Vol 81, No 11 (2010)

open access

Page views 1226
Article views/downloads 4702
Get Citation

Connect on Social Media

Connect on Social Media

Risk factors of pelvic organ prolapsed in women qualified to reconstructive surgery – the Polish multicenter study

Tomasz Rechberger, Paweł Miotła, Konrad Futyma, Aleksandra Bartuzi, Antoni Basta, Marcin Opławski, Klaudia Stangel-Wójcikiewicz, Włodzimierz Baranowski, Jacek Doniec, Artur Rogowski, Andrzej Starczewski, Jolanta Nawrocka-Rutkowska, Joanna Borowiak, Jerzy Sikora, Igor Bakon, Jacek Magnucki, Andrzej Witek, Agnieszka Drosdol, Agnieszka Solecka, Andrzej Malinowski, Wojciech Ordon, Artur Jakimiuk, Wojciech Borucki, Radosław Rodzoch
Ginekol Pol 2010;81(11).


To evaluate the prevalence rate of various pelvic floor disorders among patients treated in 8 academic centers in Poland due to pelvic organ prolapse (POP). Results: The mean age of affected women with POP was 61,25 years (median 61), and mean BMI – 27.62 (median – 27.29). 80% of women were menopausal. Mean time of symptoms related to disease was 65,6 months; whereas the time relapsed from first doctor diagnosis of POP to hospital admission was 50.6 months. 97.4% affected women were multiparous. Only 1.21% women with POP were nulliparous. Family history of prolapse was found in 13.4% of patients, whereas familial positive history of urinary incontinence was 10%. Lower urinary tract symptoms (LUTS) among the analyzed group were as follows: frequency – almost 50%, urgency 32.2%, feeling of improper voiding – 29,6% and voiding difficulty – 17.7%. Functional disorders of lower bowel were found in 43% of patients and the most prevalent symptom was constipation (31%), followed by empting difficulty (12%), dyschesia (9%), and urge stool empting (7.7%).
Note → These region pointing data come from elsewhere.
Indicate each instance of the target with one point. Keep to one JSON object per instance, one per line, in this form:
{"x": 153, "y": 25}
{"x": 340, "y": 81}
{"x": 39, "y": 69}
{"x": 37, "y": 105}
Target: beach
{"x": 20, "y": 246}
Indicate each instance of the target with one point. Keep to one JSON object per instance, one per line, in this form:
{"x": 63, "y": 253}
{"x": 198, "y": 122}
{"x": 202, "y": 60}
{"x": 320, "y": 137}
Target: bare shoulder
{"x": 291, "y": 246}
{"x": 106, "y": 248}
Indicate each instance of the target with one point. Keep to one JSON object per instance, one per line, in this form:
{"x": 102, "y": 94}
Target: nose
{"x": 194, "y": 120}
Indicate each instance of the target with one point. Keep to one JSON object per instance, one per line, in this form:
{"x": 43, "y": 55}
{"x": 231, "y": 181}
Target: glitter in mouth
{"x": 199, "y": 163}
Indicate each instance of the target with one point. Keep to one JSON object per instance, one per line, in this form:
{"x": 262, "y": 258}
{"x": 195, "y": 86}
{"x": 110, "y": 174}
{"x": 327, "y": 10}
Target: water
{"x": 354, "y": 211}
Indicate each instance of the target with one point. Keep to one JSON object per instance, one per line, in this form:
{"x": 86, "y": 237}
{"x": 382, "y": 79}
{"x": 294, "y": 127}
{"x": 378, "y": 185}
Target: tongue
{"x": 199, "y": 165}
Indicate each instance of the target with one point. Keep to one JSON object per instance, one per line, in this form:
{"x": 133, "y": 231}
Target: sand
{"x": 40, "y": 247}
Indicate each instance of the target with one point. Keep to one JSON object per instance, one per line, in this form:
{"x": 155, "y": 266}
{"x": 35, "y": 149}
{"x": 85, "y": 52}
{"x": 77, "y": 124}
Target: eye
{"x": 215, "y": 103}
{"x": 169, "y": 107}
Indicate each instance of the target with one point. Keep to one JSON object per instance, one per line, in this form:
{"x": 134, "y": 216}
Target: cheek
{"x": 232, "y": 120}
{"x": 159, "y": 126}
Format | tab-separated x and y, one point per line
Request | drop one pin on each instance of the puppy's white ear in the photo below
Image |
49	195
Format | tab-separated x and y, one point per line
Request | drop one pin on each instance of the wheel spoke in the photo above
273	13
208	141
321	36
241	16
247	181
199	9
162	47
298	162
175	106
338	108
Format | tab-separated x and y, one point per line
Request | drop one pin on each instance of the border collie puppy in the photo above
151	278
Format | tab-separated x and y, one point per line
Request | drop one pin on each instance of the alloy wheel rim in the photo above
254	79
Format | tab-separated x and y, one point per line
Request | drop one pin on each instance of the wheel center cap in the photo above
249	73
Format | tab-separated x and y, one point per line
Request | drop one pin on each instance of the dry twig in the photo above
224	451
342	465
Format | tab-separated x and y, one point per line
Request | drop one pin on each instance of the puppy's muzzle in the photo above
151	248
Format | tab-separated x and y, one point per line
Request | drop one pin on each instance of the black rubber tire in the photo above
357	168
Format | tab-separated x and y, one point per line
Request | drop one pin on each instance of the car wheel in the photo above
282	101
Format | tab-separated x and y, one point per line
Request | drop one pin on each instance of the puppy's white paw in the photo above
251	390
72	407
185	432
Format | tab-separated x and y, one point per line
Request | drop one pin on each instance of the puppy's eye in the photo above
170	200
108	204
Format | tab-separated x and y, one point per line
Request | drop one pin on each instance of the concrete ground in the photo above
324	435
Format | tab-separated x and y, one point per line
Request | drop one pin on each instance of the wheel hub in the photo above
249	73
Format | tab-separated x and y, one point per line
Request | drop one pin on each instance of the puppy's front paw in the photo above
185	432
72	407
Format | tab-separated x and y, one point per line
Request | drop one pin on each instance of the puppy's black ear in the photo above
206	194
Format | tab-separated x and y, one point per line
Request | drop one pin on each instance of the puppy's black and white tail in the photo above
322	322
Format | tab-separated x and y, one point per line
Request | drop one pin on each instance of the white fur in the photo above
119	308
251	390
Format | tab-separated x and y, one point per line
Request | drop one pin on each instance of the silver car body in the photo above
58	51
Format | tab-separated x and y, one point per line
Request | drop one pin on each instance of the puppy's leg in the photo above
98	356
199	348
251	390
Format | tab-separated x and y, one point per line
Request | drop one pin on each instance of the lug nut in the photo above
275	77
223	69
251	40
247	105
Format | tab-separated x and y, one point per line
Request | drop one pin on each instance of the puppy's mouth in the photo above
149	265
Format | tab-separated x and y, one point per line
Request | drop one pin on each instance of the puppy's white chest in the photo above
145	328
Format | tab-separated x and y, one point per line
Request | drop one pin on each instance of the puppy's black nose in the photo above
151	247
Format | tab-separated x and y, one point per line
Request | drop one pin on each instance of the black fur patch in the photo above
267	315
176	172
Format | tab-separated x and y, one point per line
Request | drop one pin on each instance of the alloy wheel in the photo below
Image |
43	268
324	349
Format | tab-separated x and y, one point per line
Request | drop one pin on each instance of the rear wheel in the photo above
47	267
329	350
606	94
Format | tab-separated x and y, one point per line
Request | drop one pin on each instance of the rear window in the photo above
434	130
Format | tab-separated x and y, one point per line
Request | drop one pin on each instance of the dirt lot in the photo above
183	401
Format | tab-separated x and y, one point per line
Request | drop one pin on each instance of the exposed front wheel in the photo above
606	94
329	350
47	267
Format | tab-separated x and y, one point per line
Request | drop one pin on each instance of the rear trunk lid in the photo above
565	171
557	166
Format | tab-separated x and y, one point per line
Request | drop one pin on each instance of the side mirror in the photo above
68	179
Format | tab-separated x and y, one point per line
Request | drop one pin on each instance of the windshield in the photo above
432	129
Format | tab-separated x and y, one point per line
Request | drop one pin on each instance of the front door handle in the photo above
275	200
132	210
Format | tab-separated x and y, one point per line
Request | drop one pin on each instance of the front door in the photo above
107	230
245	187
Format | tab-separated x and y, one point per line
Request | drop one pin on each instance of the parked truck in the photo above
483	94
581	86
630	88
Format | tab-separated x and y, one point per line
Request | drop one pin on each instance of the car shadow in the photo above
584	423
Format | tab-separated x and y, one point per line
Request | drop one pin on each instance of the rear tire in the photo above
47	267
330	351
Cardiovascular diseases were found among 43% of respondents, whereas pulmonary diseases with chronic coughing were present in 20% of the analyzed population. Subjective POP symptoms reported by women were as follows: feeling of heaviness in lower abdomen – 37.8%, perineal pain – 27.8%, lumbosacral pain – 34.2%, and abdominal pain – 28.4%. Female sexual disorders were reported by 9,8% women and dyspareunia was found in 7.6% of responders. POP was the main reason for sexual abstinence only in 1 out of 10 patients. More than 30% of patients from the study group underwent previously pelvic surgery due to various reasons. POP related quality of life measured by VAS (Visual Analogue Scale) was 61.4 points (median – 60). The most common finding during gynecological examination was cystocele – 96.5%, followed by rectoenterocele – 92.7%, and central defect – 79%. Mean POP quantification was stage III in POP-Q scale. LUTS symptoms (urinary incontinence, urgency and voiding difficulties) were present among 81% of patients whereas lower gastrointestinal disorders (constipation, fecal incontinence, dyschesia) were found in 43% of women affected by POP.